Non-Citizens on Food Stamps Quadrupled Since 2001

“USDA has an extensive “outreach” effort instructing employees and state food stamps administrators on how to maximize enrollment of both citizens and non-citizen immigrants, lamenting that more non-citizens immigrants are not currently enrolled.”

A new chart put together by the minority side of the Senate Budget Committee finds that, since 2001, the “number of non-citizens on food stamps quadrupled.” Here’s the chart detailing the growth in regards to non-citizens:

In 2001, according to data obtained by the United States Department of Agriculture, about 425,000 non-citizens were on the food stamp rolls. In 2003, that number increased to 519,000, in 2006 it was 795,000, and in 2009, when President Obama took office, it was 994,000.

Now, in 2012, it’s estimated that 1,634,000 non-citizens are on food stamps. That means, since President Obama took office, the non-citizens on food stamps has nearly doubled.
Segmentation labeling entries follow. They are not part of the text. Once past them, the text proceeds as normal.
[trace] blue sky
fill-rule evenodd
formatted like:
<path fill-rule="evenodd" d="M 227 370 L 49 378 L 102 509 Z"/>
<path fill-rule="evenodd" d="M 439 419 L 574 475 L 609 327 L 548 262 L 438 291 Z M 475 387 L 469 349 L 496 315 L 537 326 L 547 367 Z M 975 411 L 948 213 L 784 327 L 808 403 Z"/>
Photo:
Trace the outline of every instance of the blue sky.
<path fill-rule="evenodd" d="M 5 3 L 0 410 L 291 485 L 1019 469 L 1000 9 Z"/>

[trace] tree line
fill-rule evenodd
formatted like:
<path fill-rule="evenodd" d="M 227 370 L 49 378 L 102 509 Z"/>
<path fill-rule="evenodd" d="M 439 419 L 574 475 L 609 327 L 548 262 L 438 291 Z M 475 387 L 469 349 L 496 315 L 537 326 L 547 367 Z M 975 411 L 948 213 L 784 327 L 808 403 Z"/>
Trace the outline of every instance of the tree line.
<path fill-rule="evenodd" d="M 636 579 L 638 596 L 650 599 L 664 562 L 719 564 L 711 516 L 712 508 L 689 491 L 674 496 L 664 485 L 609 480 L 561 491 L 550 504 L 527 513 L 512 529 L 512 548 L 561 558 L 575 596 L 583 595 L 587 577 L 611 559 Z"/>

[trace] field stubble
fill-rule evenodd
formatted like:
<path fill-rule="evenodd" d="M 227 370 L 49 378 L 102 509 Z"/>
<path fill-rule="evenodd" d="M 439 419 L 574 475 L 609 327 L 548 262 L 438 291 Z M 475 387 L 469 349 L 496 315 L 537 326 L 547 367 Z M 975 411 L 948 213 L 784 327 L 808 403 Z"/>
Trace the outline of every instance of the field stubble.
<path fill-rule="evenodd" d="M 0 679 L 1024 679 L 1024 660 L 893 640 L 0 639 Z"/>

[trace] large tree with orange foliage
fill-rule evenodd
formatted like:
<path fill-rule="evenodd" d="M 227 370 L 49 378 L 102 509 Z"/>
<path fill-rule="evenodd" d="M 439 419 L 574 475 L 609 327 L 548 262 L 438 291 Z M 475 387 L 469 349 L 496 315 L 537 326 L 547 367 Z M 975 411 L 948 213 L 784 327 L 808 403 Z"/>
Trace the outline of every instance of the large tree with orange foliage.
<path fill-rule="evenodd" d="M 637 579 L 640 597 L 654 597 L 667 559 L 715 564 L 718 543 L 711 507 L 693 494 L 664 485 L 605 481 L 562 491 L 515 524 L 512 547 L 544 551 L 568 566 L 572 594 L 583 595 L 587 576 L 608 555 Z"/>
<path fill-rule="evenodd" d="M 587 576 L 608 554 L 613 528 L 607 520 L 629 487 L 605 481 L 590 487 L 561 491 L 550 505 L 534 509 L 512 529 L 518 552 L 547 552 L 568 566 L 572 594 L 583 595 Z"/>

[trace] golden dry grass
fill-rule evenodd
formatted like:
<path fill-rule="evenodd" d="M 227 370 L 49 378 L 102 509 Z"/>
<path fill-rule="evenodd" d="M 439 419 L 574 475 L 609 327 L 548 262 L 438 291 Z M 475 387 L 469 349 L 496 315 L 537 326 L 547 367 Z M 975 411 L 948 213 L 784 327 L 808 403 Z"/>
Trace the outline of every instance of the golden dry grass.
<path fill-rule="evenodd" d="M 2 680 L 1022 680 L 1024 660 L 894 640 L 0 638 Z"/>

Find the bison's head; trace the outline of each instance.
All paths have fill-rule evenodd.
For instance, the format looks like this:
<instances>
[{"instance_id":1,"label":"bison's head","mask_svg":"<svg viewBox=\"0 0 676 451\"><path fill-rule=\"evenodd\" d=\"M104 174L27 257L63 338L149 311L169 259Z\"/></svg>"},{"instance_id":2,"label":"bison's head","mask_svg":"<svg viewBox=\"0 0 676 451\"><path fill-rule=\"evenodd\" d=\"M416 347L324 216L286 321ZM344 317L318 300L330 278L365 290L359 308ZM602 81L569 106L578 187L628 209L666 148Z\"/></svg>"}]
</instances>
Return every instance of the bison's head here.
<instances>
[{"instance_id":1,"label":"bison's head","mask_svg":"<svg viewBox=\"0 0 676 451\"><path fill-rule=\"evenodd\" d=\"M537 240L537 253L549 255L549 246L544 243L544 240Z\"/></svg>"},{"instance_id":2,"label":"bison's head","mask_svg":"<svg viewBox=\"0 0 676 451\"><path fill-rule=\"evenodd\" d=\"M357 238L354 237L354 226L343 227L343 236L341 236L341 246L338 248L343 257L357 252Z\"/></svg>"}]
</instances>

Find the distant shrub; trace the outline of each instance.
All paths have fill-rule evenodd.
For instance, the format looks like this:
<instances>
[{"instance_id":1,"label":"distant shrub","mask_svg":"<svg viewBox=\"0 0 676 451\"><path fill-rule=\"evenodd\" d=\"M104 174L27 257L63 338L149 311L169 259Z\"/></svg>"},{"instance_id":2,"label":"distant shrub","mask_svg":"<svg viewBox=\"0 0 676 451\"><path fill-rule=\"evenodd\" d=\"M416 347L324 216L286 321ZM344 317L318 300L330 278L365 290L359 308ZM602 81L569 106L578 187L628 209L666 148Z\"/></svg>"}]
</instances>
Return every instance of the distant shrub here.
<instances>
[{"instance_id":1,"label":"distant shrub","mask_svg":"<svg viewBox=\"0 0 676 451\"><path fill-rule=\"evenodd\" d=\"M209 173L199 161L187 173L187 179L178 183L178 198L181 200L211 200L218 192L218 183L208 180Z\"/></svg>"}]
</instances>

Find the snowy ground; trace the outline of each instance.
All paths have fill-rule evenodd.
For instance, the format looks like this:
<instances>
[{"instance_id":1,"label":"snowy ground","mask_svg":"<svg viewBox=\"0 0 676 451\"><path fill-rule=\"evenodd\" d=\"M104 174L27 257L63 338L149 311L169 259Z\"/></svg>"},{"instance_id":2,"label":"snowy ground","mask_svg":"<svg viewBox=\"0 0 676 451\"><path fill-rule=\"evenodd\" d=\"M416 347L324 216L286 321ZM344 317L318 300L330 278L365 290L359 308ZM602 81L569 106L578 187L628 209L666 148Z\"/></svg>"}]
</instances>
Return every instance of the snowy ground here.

” The 1996 welfare reform law significantly restricted food stamp eligibility for non-citizen immigrants. However, the 2002 farm bill reversed this policy, restoring eligibility and making the enrollment of non-citizen immigrants a high priority,” the Senate Budget Committee explains. “Beginning in 2004, the U.S. Department of Agriculture, the U.S. Department of State, and the Mexican government began an ongoing partnership to increase enrollment in food stamps, and other USDA nutrition welfare programs, to eligible Mexican Americans and Mexican nationals living and working in the United States. Today, the USDA’s Food and Nutrition Service website highlights that outreach is provided through 50 Mexican consulates in the U.S.